Çayımı getiren garsonun ‘çaylar’ sesiyle rüyadan uyanıyorum. Genç garson elimdeki fotoğraf makinasından olsa gerek, anlatmaya başlıyor. Geçtiğimiz yıl ünlü modacı Faruk Saraç ve Uğurkan Erez’in Koza Han’da bir defile düzenlediğini aktarıyor.


Defileye Burak Hakkı, Atilla Saral, Merve Büyüksaraç gibi ünlü mankenler katılmış ve 700 parçalık Osmanlı ve Selçuklu koleksiyonu sergilenmiş. Her kıyafet için 50 metre kumaş harcandığını söylersem Muhteşem Sultan olarak bildiğimiz Kanuni Sultan Süleyman ve Hürrem Sultan tasarımlarının ihtişamını varın zihninizde canlandırın.


Çayımı yudumlarken gözüme her biri tek fincan ve tabaktan oluşan onlarca kahve fincanının sıralandığı bir dükkan ilişiyor.
Babasından kalan Koza Han Çay Ocağı’nın sahibi Halil Bey’den öğreniyorum ki çayocağının camında sergilenen fincanların her biri asırlık, benim üç- dört katı yaşımda. 2008’deki ziyaretinde Koza Han’da yemek yiyen İngiltere kraliçesi Elizabeth’e de bu fincanlardan bir çift hediye edilmiş.


Bu kadar dolaştıktan sonra sıra Bursa’nın yemeklerinin güzelliğini öve öve bitiremeyen ünlü seyyah Evliya Çelebi’nin 400 yıl öncesinden gelen çağrısına kulak veriyorum. Şehrin meşhur tadlarını denemek için kendimi kebabın büyülü dünyasına, tescilli Kebapçı İskender’in Botanik Park içersindeki şubesine atıyorum.


Tarık Akan, Bülent İnal, Ertuğrul Günay gibi isimlerin de ziyaret ettiği Kebapçı İskender’in Botanik şubesi’nin iç kısmı 1867’de ilk kuşak tarafından açılan Köy Tesisleri şubesinin aslına uygun olarak açık mavi ve beyaza boyanmış. 2 katlı tarihi İskender Efendi Konağı’nda hizmet veren restoranın mutfağını geziyor, maharetli ellerin döneri usulüne göre çevirerek kıvrakça tabağa dizişini izliyorum.


Üzüm yaprakları ve leylakların sarktığı çardağın altına gizlenmiş geniş bahçesinde sabırsızlıkla beklediğim kebabın yanına ‘şıra’ söylüyorum.

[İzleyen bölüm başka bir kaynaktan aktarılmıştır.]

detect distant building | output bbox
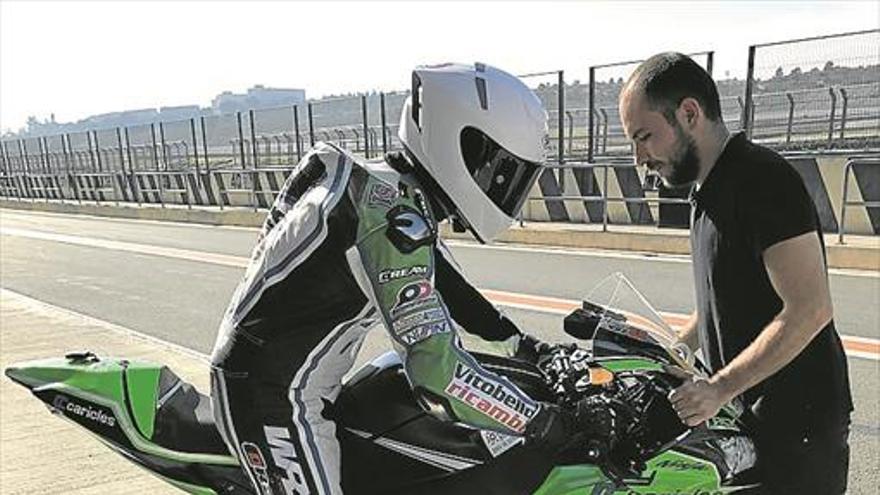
[211,85,306,114]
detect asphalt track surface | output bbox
[1,209,878,491]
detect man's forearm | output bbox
[710,306,831,401]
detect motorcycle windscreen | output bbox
[586,272,698,371]
[460,126,542,217]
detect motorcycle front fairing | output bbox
[571,273,760,490]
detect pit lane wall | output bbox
[524,154,880,236]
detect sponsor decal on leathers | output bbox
[241,441,273,494]
[444,363,537,433]
[392,307,445,334]
[393,281,434,310]
[52,394,117,428]
[264,426,311,495]
[480,429,524,457]
[367,182,398,209]
[398,321,450,346]
[378,265,429,284]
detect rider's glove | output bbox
[524,403,578,450]
[524,396,616,451]
[513,333,556,367]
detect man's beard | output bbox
[663,126,700,188]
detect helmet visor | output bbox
[460,126,543,217]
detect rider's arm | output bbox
[434,241,521,342]
[348,201,541,436]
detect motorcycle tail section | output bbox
[4,351,252,494]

Ardından Bursa’ya özgü kaymaklı Kemalpaşa tatlısının kaymakla buluşmasıyla muhteşem tadın damağımda oluşturduğu bayramın üstüne çayımı yudumluyorum. Bursa’ya yolunuz düşerse ve canınız kebap çekerse mutlaka Kebapçı İskender’in bir şubesine uğrayın derim.


Üst katının müze restoran olarak kullanıldığı şubenin mihmandarından konağın süslemeleri, adetleri, gelenekleri, geçmişte misafir ağırlama usulleri ve halkın yaşam tarzına ilişkin bilgiler ediniyorum. Botanik Park içinde yaptığım kısa bir yürüyüş sonrasında Bursa’nın diğer tadlarına yapacağım yolculuk için dolaşmaya devam ediyorum.

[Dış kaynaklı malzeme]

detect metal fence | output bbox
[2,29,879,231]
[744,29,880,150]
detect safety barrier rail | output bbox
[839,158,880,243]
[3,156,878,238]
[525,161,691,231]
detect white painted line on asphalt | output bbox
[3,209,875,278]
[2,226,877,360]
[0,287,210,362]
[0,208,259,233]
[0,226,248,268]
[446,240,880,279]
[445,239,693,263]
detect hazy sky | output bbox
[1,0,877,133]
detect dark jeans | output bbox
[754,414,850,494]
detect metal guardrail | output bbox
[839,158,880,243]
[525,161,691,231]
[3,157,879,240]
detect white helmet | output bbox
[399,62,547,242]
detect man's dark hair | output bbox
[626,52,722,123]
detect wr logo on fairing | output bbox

Bursa’nın kestanesi okka çeker beş tanesi

Yıllarca mesafeli durduğum, denedikten sonra da müptelası olduğum kestane şekeri aramaya geliyor sıra. Kestane şekeri deyince akla Kafkas Kestaneleri gelir elbette. ‘Bursa’nın kestanesi okka çeker beş tanesi’ diye boşa dememişler. Bursa’nın kestaneleri oldukça iri ve lezzetli. Günümüzde üçüncü kuşak tarafından yönetilen Kafkas, 500 çalışanıyla yılda 3 bin ton kestane işleme kapatisine sahip. Yurtdışına ihraç ettikleri kestane ve yan ürünleri Fransa’dan Birleşik Arap Emirlikleri’ne kadar pek çok ülkede tüketiliyor. Kestane reçeli, kestane unu ve çikolata kaplı kestanelerimi alıp Irgandi Köprüsü’ne doğru yola koyuluyorum.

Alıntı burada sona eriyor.